The Sleeping Giant

Paraguay is the wonder of the world. This was the opinion of the International Monetary Fund (IMF) published in Patria and other Paraguayan newspapers on Sept. 11, 1959.

The IMF supported Gen. Alfredo Stroessner’s economic program, just as it supported those of generals Pinochet, Videla, Castelo Branco and several others of the same caliber afterward.

Some years later, Argentina, no longer dealing with military leaders but a civilian government, followed the IMF, World Bank and international banks’ line with catastrophic results.

The economist Joseph Stiglitz wrote a very interesting book about the consequences of following the IMF’s rules: “Globalization and Its Discontents.”

In summary, Stiglitz says the current globalized world, ruled by the principles of deregulation, privatization and free trade, and with the IMF’s leading role, needs to change. Together with the IMF, I’d add its fraternal twin, the World Bank.

I do not think the situation has changed, and that is the reason the financial crisis of 2008 took place, which also did nothing to cause change. However, some analysts see a possibility of change with the creation of the Asian Infrastructure Investment Bank, an international organization that may be an alternative to the IMF and World Bank.

The story started (or emerged) at the beginning of last February, when representatives of China, India and Russia declared themselves parties to the creation of a fairer, international economic order.

At the beginning of March, the United Kingdom decided to join the Asian Infrastructure Investment Bank, and then so did France, Italy, Germany, Korea, Australia and other countries.

China is the leader, but it is not a Chinese bank.

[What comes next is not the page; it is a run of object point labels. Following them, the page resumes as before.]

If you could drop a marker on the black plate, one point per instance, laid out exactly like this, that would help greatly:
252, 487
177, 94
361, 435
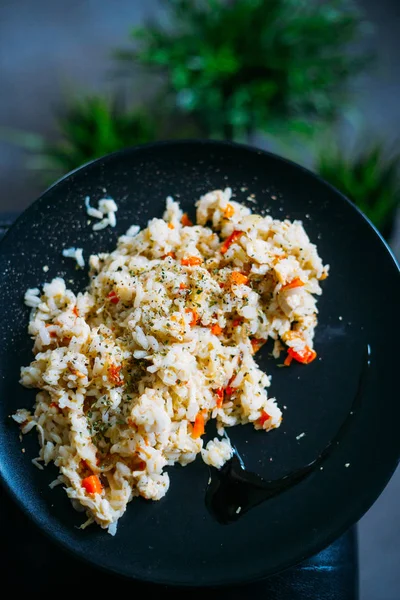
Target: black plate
176, 541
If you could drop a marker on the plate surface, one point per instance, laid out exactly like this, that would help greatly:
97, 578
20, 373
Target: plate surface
175, 540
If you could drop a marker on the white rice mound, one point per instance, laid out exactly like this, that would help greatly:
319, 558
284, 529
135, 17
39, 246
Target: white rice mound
162, 341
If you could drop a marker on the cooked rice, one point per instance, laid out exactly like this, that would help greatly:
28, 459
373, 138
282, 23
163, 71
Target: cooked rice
105, 212
76, 254
163, 340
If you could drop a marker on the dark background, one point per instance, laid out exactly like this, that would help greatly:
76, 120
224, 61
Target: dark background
51, 49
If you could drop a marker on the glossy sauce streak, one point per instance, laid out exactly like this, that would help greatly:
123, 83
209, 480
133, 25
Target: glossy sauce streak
232, 490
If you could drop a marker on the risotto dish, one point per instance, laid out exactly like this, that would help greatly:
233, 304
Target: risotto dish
164, 340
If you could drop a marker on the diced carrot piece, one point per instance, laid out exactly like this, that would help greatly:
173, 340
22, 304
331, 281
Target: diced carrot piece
239, 278
305, 356
256, 344
296, 282
264, 417
191, 261
112, 296
195, 316
230, 240
237, 322
92, 484
198, 427
288, 360
114, 374
186, 222
229, 211
219, 397
216, 329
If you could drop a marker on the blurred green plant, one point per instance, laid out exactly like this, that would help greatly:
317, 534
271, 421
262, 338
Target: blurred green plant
245, 65
87, 129
369, 177
93, 127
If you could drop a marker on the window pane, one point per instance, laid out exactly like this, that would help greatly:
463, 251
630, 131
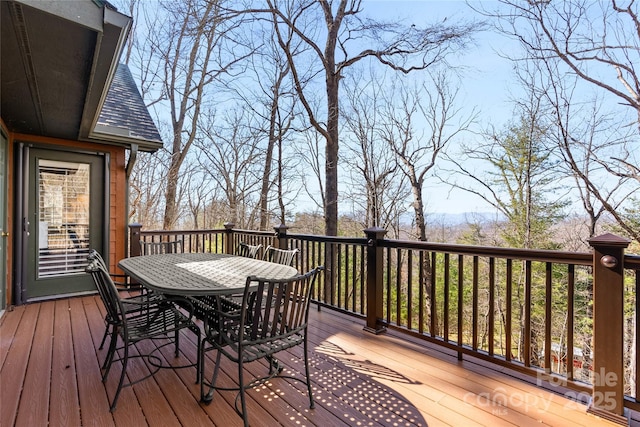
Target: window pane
63, 229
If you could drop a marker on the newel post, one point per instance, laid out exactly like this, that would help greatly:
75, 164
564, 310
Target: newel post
281, 235
374, 280
608, 327
228, 242
134, 239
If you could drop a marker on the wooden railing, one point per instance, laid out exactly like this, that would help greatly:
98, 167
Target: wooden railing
567, 319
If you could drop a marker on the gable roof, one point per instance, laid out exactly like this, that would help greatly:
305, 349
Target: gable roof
124, 115
58, 59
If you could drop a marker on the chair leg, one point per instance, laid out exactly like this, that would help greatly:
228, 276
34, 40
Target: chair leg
208, 397
104, 337
198, 357
125, 361
306, 368
113, 344
243, 403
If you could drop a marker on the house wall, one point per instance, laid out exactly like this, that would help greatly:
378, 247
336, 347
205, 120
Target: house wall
10, 205
118, 232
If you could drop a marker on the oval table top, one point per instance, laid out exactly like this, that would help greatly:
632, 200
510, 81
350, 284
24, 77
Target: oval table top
202, 273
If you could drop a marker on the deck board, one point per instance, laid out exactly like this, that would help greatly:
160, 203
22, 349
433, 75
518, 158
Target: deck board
50, 373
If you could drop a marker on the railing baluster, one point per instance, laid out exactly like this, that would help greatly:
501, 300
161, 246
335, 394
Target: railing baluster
527, 315
570, 314
445, 307
474, 315
421, 280
460, 303
434, 306
492, 304
547, 319
509, 308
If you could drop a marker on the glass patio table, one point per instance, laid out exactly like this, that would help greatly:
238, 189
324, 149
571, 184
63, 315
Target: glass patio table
200, 274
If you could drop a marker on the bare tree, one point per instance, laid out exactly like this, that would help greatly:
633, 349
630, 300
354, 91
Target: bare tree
185, 50
599, 44
376, 186
265, 89
434, 106
348, 38
232, 158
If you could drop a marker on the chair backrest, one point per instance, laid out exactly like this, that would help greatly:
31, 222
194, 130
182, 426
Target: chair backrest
154, 248
247, 250
106, 287
280, 256
276, 309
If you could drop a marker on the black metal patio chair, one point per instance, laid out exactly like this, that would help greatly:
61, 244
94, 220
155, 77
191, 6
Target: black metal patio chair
154, 248
272, 317
280, 256
248, 251
133, 322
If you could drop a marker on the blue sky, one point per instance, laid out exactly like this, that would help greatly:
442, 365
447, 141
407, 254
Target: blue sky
487, 86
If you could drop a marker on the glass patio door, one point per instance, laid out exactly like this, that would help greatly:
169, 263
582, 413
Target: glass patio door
4, 232
65, 218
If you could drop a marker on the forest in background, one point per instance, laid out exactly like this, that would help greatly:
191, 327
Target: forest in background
264, 104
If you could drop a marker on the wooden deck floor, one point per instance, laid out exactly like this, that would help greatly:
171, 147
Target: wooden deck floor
50, 375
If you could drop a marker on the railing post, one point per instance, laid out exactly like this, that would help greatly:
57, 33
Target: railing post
281, 235
134, 239
374, 280
608, 327
228, 244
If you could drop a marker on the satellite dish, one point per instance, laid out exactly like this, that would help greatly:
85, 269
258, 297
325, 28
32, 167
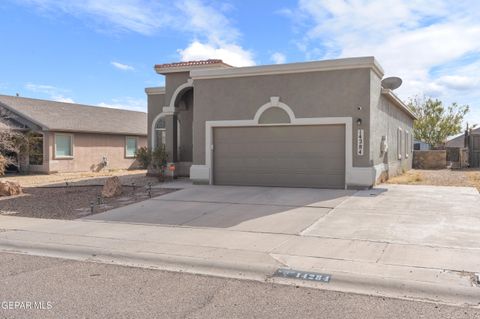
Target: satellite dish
391, 83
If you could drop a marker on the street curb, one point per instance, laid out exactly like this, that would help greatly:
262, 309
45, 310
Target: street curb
340, 281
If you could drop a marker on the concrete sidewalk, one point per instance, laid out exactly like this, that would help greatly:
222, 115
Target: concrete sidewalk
362, 266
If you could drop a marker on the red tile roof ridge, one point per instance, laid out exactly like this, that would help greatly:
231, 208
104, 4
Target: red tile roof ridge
190, 63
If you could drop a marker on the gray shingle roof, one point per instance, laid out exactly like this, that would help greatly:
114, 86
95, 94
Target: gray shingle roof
59, 116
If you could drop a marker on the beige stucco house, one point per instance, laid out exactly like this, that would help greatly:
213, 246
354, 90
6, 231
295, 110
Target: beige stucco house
327, 124
72, 137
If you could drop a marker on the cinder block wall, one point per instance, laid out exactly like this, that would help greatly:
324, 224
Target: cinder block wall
433, 159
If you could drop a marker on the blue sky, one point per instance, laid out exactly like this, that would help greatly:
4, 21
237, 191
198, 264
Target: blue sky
102, 52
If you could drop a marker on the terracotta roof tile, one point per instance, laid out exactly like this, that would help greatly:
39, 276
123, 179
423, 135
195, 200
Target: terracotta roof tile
190, 63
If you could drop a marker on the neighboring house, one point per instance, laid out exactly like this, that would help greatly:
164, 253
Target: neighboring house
459, 140
420, 146
72, 137
326, 124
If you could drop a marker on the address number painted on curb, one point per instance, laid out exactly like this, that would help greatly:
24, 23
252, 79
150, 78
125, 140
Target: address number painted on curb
303, 275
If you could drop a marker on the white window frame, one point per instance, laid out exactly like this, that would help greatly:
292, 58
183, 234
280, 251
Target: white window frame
126, 145
407, 144
399, 143
71, 136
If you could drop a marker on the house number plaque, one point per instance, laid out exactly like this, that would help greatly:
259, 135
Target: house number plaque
360, 142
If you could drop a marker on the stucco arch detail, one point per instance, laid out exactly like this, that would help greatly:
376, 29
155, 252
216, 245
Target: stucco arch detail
180, 89
274, 102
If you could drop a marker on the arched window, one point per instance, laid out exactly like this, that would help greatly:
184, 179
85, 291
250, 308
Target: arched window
160, 132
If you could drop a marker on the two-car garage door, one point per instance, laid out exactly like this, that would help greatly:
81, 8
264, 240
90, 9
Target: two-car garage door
289, 156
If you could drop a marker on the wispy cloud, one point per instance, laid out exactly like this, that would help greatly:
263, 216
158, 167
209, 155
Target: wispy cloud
215, 36
50, 92
412, 41
278, 58
121, 66
126, 103
141, 16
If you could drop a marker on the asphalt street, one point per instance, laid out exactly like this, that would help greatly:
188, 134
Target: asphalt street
71, 289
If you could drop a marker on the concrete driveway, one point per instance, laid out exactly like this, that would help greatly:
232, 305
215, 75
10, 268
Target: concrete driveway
405, 241
408, 214
262, 209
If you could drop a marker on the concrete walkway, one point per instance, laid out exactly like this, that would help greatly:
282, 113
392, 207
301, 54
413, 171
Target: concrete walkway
400, 241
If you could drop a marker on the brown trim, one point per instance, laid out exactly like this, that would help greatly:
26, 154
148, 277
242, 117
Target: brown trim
136, 145
72, 145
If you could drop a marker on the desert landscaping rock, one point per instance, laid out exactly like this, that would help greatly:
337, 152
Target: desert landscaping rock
112, 187
67, 203
8, 188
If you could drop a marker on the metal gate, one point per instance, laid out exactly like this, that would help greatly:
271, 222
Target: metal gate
474, 148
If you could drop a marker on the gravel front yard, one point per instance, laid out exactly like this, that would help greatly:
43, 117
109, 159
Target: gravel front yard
443, 177
82, 178
69, 203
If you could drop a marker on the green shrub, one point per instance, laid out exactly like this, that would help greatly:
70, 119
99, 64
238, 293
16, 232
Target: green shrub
3, 165
144, 156
159, 157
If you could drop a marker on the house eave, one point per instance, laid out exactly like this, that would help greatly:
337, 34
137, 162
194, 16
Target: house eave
301, 67
155, 90
399, 103
191, 68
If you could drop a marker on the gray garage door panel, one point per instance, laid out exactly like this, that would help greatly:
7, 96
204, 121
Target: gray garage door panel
291, 156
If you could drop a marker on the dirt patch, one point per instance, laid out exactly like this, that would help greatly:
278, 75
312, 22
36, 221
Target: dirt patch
70, 202
442, 177
82, 178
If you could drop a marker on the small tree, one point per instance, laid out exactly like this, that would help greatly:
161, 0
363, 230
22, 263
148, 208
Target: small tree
144, 156
435, 121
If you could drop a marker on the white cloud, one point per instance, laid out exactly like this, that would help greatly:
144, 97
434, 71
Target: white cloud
218, 38
412, 39
278, 58
50, 92
120, 15
207, 23
121, 66
126, 103
230, 53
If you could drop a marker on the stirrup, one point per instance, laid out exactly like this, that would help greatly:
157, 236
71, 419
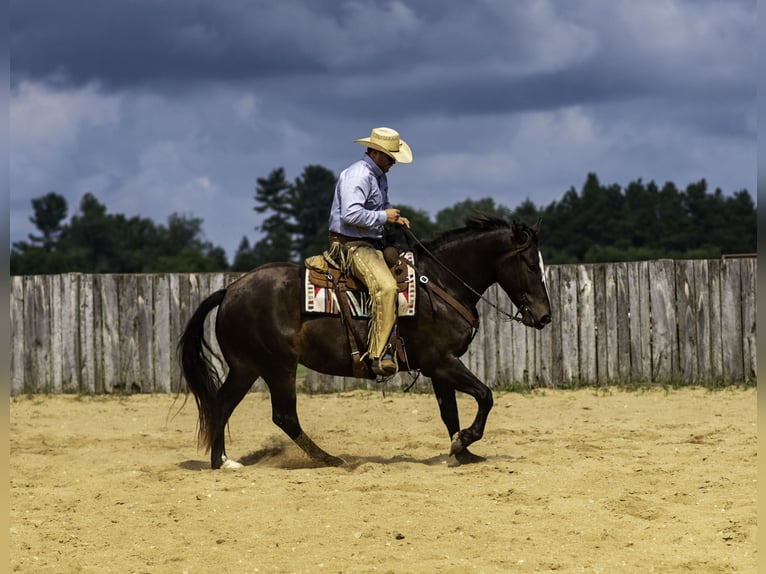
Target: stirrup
384, 366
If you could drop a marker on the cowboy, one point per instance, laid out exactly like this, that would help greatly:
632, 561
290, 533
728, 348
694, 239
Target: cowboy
360, 210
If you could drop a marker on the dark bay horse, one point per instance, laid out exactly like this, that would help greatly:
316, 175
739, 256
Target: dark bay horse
262, 331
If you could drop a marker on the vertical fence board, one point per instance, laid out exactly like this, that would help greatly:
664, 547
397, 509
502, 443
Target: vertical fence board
56, 302
602, 299
70, 365
164, 349
129, 362
664, 333
178, 319
640, 322
110, 322
688, 336
703, 319
570, 363
145, 332
620, 371
44, 376
88, 350
693, 321
17, 335
716, 323
749, 279
587, 323
556, 347
731, 319
31, 379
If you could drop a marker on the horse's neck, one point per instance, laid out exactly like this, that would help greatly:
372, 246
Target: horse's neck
471, 263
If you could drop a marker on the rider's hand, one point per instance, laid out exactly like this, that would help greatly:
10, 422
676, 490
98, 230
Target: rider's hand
394, 216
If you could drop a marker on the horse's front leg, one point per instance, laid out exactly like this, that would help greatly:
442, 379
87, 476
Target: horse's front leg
452, 375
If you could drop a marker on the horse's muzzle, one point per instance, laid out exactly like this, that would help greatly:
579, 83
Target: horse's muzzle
537, 322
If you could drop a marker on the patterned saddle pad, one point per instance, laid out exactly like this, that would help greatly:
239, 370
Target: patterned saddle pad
322, 300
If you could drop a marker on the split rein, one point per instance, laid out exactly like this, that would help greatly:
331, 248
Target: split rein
424, 279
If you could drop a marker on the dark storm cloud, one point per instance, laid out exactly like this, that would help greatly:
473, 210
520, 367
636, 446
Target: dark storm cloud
159, 106
432, 56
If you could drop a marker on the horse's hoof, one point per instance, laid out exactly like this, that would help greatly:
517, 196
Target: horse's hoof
229, 463
331, 460
467, 457
457, 444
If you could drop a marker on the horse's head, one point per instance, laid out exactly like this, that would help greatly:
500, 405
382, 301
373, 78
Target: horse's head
521, 274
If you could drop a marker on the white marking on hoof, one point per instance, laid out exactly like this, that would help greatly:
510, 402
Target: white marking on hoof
229, 463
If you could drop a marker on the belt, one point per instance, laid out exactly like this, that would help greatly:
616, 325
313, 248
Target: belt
343, 239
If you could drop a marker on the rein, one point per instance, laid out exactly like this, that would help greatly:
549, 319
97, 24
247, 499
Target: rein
426, 282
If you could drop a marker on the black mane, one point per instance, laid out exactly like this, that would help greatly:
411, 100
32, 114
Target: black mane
473, 224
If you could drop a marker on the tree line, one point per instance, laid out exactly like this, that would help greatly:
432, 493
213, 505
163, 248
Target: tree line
598, 223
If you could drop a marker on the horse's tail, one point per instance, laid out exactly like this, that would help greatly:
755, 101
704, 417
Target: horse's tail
201, 378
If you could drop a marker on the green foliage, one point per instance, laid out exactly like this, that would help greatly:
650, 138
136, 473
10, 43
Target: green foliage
600, 223
95, 241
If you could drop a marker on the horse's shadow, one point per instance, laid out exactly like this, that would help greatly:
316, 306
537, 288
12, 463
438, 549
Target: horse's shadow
284, 455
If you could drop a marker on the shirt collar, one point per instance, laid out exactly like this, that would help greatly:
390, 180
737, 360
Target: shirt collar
373, 166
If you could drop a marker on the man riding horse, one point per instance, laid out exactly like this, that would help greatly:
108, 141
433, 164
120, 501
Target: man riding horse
360, 210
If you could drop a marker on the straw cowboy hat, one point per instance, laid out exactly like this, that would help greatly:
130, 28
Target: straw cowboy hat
389, 142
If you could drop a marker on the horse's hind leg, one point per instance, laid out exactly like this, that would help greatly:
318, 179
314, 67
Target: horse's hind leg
230, 394
284, 413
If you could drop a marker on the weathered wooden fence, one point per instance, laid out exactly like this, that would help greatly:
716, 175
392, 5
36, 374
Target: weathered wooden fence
657, 321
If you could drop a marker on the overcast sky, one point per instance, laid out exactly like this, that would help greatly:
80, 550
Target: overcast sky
180, 105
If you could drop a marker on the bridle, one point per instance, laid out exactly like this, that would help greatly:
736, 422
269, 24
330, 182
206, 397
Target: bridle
520, 310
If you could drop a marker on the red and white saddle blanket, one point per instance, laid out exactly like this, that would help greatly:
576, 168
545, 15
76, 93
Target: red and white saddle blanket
323, 300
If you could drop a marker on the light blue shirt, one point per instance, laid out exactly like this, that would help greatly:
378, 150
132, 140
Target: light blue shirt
360, 200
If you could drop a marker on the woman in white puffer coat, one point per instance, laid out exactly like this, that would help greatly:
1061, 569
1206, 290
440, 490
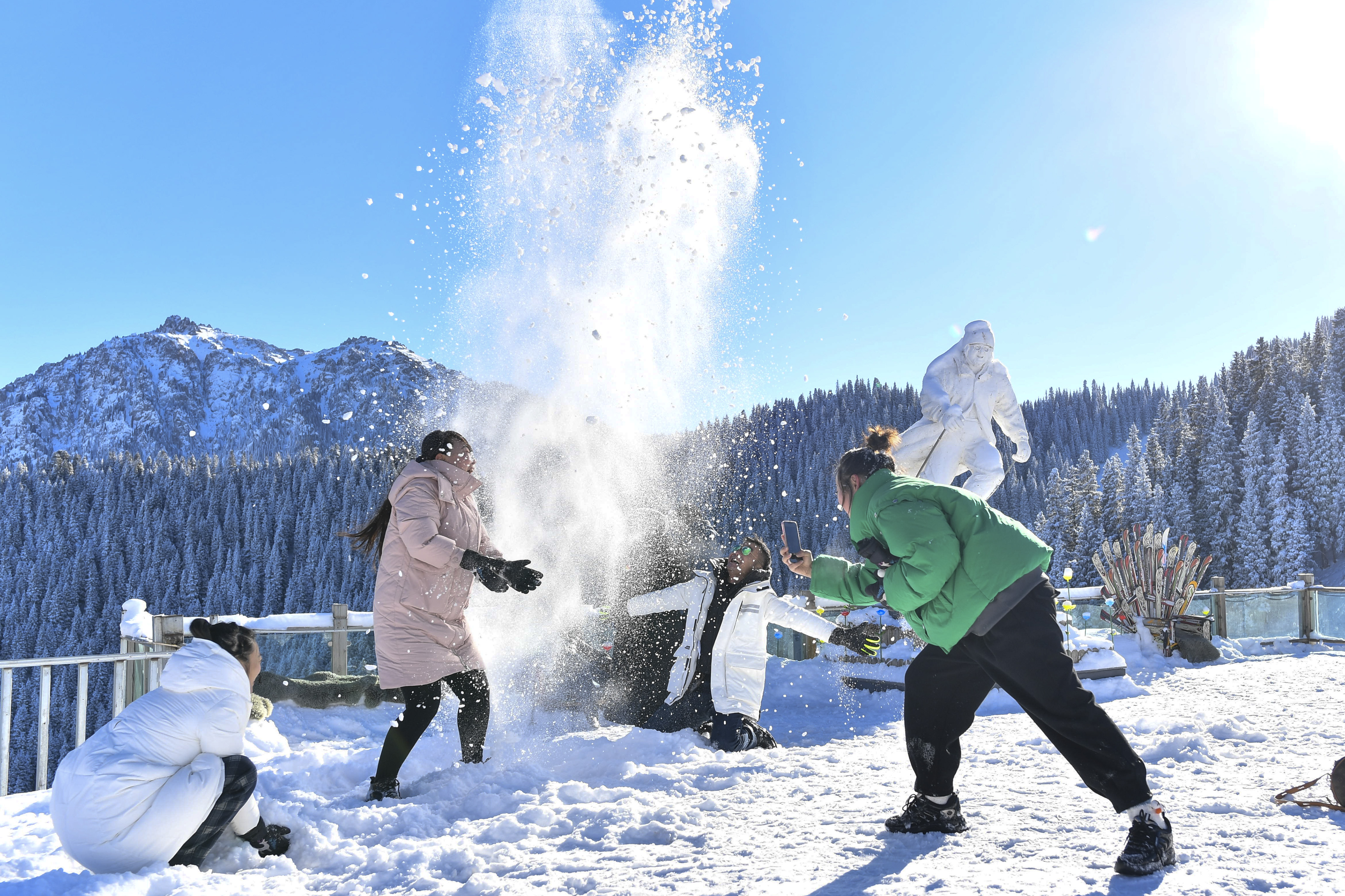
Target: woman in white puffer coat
163, 781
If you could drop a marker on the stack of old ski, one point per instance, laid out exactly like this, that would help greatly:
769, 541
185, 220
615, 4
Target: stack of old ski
1150, 578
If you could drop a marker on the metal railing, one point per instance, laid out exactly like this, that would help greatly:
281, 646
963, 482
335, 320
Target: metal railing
46, 665
136, 672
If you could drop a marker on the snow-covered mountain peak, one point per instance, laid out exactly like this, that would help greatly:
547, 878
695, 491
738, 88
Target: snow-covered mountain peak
189, 389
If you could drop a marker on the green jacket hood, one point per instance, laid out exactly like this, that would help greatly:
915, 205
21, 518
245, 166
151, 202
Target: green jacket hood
954, 555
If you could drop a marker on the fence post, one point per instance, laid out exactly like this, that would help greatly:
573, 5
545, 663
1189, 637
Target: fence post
119, 684
6, 700
1306, 607
169, 632
1220, 603
340, 661
810, 645
44, 726
82, 704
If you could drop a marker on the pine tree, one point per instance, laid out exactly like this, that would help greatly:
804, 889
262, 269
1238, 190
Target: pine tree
1218, 493
1253, 566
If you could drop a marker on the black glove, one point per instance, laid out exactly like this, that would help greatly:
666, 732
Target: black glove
516, 572
268, 840
491, 579
856, 640
873, 551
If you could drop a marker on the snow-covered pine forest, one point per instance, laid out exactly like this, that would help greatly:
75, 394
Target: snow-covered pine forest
1247, 461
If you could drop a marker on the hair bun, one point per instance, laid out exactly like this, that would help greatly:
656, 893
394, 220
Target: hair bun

Rather it is an attempt to create a multipolar world.

China’s leadership is explained by the fact that it is the main trading partner for 123 countries, while the U.S. is the main trading partner for 64.

China has reserves worth approximately $4 billion and wants to invest them in something more interesting than U.S. Treasury bonds. It also wants its currency to be accepted as an international currency and had proposed that money exchanges between the countries making up the new association take place in other local currencies.

“Let China keep sleeping, because when it wakes, the world will tremble.” The quote from Napoleon Bonaparte resounds with the advent of the creation of the new Asian bank.

I don’t share this opinion. China has no military base outside of its territory and knows that it cannot confront the U.S. militarily, the U.S. being superior in this respect.

The real danger does not consist of a conflict between the largest powers on the planet, nor in the world being conquered by the People’s Republic, but rather in the ideology of economic growth at any cost, even provoking climate change that will affect everyone.

China, which has been on this path for a long time, now seems ready to leave it behind; if it does so in concert with other powers, it will be better for everyone.